• (l-r) Prof Huanting Wang, Dr SJ Oosthuizen, Rachel Mathews and Dr Emily Wang with LIthium filtering membrane.
    (l-r) Prof Huanting Wang, Dr SJ Oosthuizen, Rachel Mathews and Dr Emily Wang with LIthium filtering membrane.

Monash University start-up, ElectraLith, is building an extraction system to filter lithium from brine using a polymer-ceramic composite membrane.

It allows the critical mineral to be extracted from salt lakes, mine tailings, and other brine solutions using small amounts of solar generated electricity, and without added chemicals or water.

Harnessing the power of cutting-edge electro-filtration membrane technology, ElectraLith seeks to usher in a new era of lithium extraction, propelling the battery market into a cleaner, cheaper and faster future. 

At the forefront of this technology is Professor Haunting Wang, an Australian Laureate Fellow, and the director of the ARC Research Hub for Energy-efficient Separation at Monash University’s Department of Chemical and Biological Engineering.

His pioneering work in nanostructure membranes has paved the way for ElectraLith’s groundbreaking technology.

“Current lihthium extraction methods involve either roasting hard rock at high temperature and dissolving it with hot sulfuric acid, or evaporating brines in a solar pond, both of which use chemicals to precipitate lithium out,” explained Wang.

“It is time consuming, disruptive, expensive and wasteful.

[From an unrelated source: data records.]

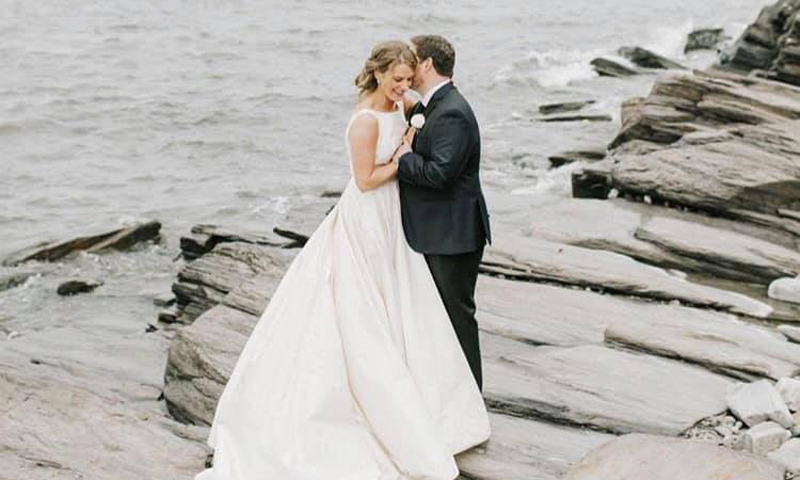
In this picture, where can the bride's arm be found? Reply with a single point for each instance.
(363, 140)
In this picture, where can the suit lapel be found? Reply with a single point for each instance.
(437, 97)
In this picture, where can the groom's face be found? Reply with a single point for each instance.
(419, 71)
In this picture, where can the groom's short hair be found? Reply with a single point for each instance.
(437, 48)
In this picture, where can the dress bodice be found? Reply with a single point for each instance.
(391, 127)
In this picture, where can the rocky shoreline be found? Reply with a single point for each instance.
(630, 332)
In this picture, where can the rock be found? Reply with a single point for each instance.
(571, 156)
(203, 238)
(299, 239)
(74, 287)
(788, 456)
(785, 289)
(789, 390)
(668, 238)
(770, 45)
(757, 402)
(647, 59)
(763, 438)
(731, 252)
(597, 387)
(120, 239)
(526, 449)
(203, 354)
(539, 260)
(516, 310)
(164, 300)
(54, 428)
(593, 181)
(564, 107)
(169, 315)
(204, 282)
(719, 344)
(791, 332)
(609, 68)
(704, 39)
(576, 118)
(636, 457)
(702, 122)
(13, 280)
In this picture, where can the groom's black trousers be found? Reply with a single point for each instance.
(455, 277)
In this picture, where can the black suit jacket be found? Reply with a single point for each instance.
(443, 209)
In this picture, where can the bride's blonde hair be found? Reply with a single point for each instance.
(384, 56)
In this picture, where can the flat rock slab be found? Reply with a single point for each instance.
(521, 449)
(540, 314)
(119, 239)
(758, 402)
(669, 238)
(599, 388)
(204, 282)
(57, 430)
(201, 359)
(785, 289)
(539, 260)
(788, 455)
(720, 344)
(636, 457)
(647, 59)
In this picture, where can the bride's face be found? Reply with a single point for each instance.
(394, 82)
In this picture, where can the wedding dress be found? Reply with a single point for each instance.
(353, 372)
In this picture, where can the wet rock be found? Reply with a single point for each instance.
(204, 282)
(785, 289)
(669, 238)
(571, 156)
(538, 260)
(164, 300)
(575, 118)
(203, 354)
(89, 434)
(719, 344)
(551, 108)
(647, 59)
(788, 456)
(769, 46)
(13, 280)
(526, 449)
(597, 387)
(704, 39)
(763, 438)
(203, 238)
(789, 390)
(636, 456)
(120, 239)
(593, 181)
(704, 122)
(610, 68)
(74, 287)
(757, 402)
(791, 332)
(169, 315)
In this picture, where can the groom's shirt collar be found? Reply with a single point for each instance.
(429, 95)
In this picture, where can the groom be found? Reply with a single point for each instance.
(444, 213)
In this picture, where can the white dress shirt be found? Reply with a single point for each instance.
(427, 97)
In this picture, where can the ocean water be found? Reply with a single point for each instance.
(233, 113)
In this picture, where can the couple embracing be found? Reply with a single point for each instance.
(366, 363)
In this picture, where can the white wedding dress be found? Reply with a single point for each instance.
(353, 372)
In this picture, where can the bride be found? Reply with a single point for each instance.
(353, 372)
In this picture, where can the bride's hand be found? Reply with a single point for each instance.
(409, 136)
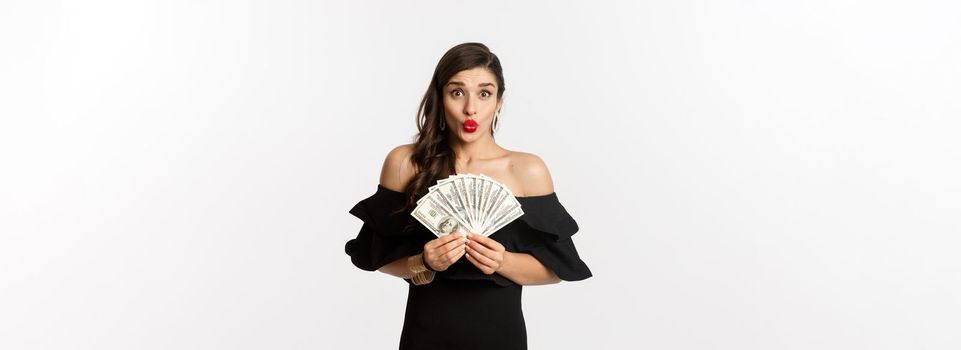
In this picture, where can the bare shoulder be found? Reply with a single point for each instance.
(532, 173)
(398, 168)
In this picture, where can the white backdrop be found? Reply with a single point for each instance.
(746, 174)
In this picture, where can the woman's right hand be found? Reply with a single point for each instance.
(442, 252)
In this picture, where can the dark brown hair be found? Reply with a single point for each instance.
(432, 155)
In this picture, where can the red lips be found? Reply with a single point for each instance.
(470, 125)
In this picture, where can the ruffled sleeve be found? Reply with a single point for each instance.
(387, 234)
(548, 230)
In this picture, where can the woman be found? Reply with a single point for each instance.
(465, 292)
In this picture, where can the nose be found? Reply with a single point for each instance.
(470, 107)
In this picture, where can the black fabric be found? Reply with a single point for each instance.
(544, 231)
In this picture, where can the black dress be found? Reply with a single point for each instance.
(463, 308)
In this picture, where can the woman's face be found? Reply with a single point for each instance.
(471, 94)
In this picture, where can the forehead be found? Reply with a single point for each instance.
(474, 76)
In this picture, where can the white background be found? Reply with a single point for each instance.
(746, 174)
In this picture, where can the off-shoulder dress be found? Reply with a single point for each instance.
(463, 308)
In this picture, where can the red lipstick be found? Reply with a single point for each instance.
(470, 125)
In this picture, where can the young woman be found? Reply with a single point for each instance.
(465, 292)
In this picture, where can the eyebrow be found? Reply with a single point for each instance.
(479, 85)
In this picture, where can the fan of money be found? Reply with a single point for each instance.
(467, 203)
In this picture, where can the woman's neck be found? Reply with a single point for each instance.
(485, 148)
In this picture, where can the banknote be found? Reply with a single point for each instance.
(467, 203)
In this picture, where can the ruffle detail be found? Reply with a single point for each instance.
(545, 231)
(387, 235)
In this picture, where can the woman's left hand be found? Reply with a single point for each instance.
(485, 253)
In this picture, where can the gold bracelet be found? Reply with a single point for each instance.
(421, 274)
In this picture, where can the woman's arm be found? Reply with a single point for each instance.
(397, 268)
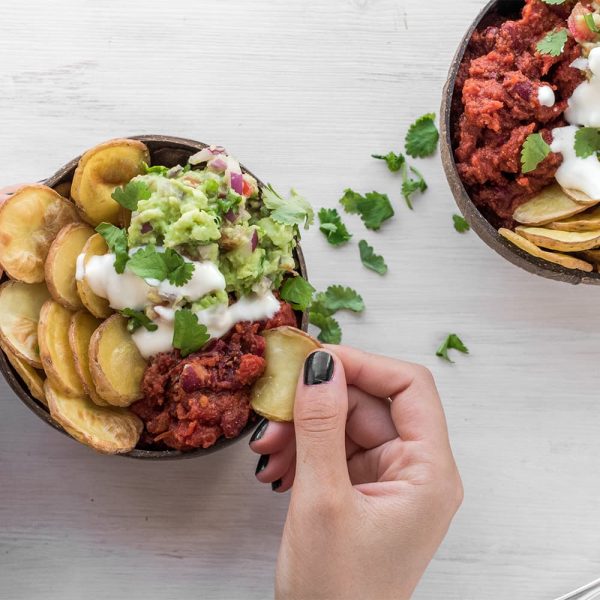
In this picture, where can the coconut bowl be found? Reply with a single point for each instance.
(168, 151)
(494, 10)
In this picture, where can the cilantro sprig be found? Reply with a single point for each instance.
(553, 43)
(534, 151)
(331, 225)
(422, 137)
(371, 260)
(452, 342)
(129, 195)
(188, 335)
(137, 319)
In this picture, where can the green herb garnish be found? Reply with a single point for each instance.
(534, 151)
(137, 319)
(460, 224)
(189, 335)
(422, 137)
(452, 342)
(129, 195)
(116, 240)
(333, 228)
(553, 43)
(298, 292)
(371, 260)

My research in nanostructure membranes is all about efficiency and ingenuity to make the most of this limited mineral resource.” 

Recognising the potential of this innovation, Monash Engineering’s Dr Zhouyou (Emily) Wang has been awarded an Australian Research Council (ARC) Early Career Industry Fellowship to further develop and commercialise the novel membrane-based technology intended to transform the lithium mining and recycling industries. 

“Even though seawater is a brine, the concentration of lithium is too low for cost effective extraction, but we are already thinking about designing the next generation of membranes to improve lithium extraction, so maybe in the future we can extract lithium from new sources,” Wang said. 

ElectraLith has been selected by Australian technology incubator Cicada Innovations, the two-time winner of Top Incubator in the World, to feature its technology at Australia’s premier deep tech conference, the newly-named Cicada x Tech23. 

Selected from over 130 applications from across Australia, ElectraLith is one of the ‘Tech23’ set to appear at the conference in July and present solutions on sustainably reshaping global mineral supply chains. 

Lithium is a critical mineral and its demand is skyrocketing due to its global use in large-scale batteries for electric vehicles and renewable energy storage.

To meet this exponential growth, lithium supply is projected to increase up to 800 per cent or approximately one million tonnes per annum by 2025 to meet renewable energy demand, making the need for efficient extraction methods more critical than ever.

“ElectraLith’s team of materials scientists and electrochemists are grateful for the opportunity to discuss the company’s transformative technology at this esteemed event,” said Dr SJ Oosthuizen, chief technology officer at ElectraLith. 

“We are honoured to demonstrate how scientific innovation can profoundly improve how we produce, use and recycle critical minerals – all while maintaining sustainability and saving costs.” 

The new technology is compatible with renewable electricity and has the potential to reduce lithium production costs by up to 40 per cent, thereby making onshore processing more competitive with the lowest energy requirement and environmental impact of all approaches to lithium refining.